Surely, this evil agenda will not work if the people resist it; if women in Nigeria resist it; if residents of Abuja stand firm against it. But it takes more than resistance. A deliberate effort must be made to correct the jaundiced public perception that a woman who chooses to do as she pleases with her body, is debased and undeserving of dignity. On the contrary, that a woman chooses to exchange her body or vagina for money does not make her debased; it only means she exchanges her body or vagina for money. There are those who trade their vaginas for iPhones and cars. There are those who exchange their vaginas for newly-built houses, and others for a smorgasbord of material things. If this mutually beneficial trade between women and men is considered prostitution, then all women and men are prostitutes. And if all women and men are prostitutes, then both women and men should be arrested by the FCTA Joint Task Force. In the event that this cannot be done, then this anti-women charade, designed to dehumanise women and extort members of the public on a large scale, must be clubbed into demise.
Also, since our laws are presently silent and vague on prostitution, the time to be loud and clear on the issue might be now. In different parts of Africa, prostitution is legal; and in other parts, it is on the rise. In African countries like Sierra Leone, Togo, Mali, Cote d’Ivoire, Burkina Faso, Benin, Namibia, Lesotho, Botswana, Algeria, Zambia, South Sudan, Mozambique, Malawi, Madagascar, Ethiopia, the Democratic Republic of the Congo, and the Central African Republic; prostitution is absolutely legal. In some African countries like Senegal, Tunisia and Eritrea, prostitution is legal and regulated. More African countries are, also, gradually falling in line with the trend of legalising Prostitution. Even in Rwanda where it is currently illegal, a draft of a new penal code that does not prohibit prostitution has been presented for debate in the Rwandan Parliament. All these countries have their cultures and religions to protect, but they also recognise the freedom of humans to make choices and live as they please.
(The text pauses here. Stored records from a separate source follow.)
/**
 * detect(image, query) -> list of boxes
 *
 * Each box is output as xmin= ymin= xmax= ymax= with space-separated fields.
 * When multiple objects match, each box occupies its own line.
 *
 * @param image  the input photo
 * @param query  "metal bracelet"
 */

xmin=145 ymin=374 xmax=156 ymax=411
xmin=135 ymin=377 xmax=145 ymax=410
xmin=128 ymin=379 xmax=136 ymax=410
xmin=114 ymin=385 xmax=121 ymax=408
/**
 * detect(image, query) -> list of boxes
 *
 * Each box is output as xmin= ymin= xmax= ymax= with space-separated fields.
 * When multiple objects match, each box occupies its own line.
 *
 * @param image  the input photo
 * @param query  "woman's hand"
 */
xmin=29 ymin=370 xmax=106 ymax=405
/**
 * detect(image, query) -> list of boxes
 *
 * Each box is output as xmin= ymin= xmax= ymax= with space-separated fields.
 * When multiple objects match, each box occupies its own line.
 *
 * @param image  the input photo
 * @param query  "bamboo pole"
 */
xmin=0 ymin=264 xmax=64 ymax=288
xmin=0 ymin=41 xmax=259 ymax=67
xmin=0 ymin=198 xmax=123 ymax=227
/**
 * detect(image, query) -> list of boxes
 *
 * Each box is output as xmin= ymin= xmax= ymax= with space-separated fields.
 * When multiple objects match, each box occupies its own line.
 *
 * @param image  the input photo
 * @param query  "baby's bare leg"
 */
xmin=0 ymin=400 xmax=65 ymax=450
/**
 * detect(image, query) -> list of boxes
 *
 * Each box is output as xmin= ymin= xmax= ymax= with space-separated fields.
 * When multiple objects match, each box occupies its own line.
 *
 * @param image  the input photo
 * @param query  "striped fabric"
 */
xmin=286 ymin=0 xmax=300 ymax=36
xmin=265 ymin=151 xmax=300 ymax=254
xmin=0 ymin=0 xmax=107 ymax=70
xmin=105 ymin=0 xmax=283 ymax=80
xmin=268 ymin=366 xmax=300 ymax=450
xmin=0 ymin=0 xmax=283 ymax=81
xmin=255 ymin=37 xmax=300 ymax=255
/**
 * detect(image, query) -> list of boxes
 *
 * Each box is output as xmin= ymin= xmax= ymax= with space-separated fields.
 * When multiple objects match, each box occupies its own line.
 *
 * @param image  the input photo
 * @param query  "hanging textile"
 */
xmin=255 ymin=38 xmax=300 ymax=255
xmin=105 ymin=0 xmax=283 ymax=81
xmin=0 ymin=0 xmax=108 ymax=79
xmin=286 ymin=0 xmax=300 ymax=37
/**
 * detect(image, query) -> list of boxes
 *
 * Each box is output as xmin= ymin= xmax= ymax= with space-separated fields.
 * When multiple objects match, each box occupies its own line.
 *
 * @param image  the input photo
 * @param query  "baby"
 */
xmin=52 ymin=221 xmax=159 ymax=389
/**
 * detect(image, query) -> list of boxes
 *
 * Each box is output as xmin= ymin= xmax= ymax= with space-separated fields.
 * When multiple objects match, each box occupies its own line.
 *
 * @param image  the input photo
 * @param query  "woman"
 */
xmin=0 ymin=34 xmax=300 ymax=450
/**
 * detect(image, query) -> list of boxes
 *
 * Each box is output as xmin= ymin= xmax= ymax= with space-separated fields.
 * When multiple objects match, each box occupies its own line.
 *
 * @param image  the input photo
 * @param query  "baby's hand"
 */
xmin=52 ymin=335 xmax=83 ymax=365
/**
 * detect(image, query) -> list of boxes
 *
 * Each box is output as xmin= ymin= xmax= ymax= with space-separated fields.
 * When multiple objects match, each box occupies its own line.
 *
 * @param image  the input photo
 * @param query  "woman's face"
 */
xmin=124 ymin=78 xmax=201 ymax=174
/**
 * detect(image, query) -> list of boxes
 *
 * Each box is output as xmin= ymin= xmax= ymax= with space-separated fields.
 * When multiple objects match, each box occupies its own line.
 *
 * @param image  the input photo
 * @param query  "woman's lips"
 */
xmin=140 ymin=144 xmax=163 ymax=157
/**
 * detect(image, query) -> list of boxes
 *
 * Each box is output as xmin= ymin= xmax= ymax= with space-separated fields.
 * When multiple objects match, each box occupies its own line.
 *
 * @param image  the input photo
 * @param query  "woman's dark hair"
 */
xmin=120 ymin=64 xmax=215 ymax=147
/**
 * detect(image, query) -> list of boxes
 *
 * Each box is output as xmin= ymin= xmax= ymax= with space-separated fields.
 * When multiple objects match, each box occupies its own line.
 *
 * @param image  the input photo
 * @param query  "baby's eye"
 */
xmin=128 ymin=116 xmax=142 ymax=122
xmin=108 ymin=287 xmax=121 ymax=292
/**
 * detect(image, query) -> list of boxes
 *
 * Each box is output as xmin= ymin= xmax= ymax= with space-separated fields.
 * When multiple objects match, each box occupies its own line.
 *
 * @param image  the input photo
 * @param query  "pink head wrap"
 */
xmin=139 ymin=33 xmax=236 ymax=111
Really, the responsibility of government is not to hogtie citizens to some priggish, pseudo-moralistic, pseudo-religious fanaticism; but to provide an environment where they can freely and safely express themselves. By legalising prostitution, – or sex work as some prefer to call it, – and regulating its framework including stringent punishments for abuses like Child Trafficking, Pimping, and others, we would have: given expression to women who wish to express themselves differently, knocked down the vicious ring of prebendal extortions, and largely crushed the festering and dehumanising anti-women agenda in Abuja and other parts of the country.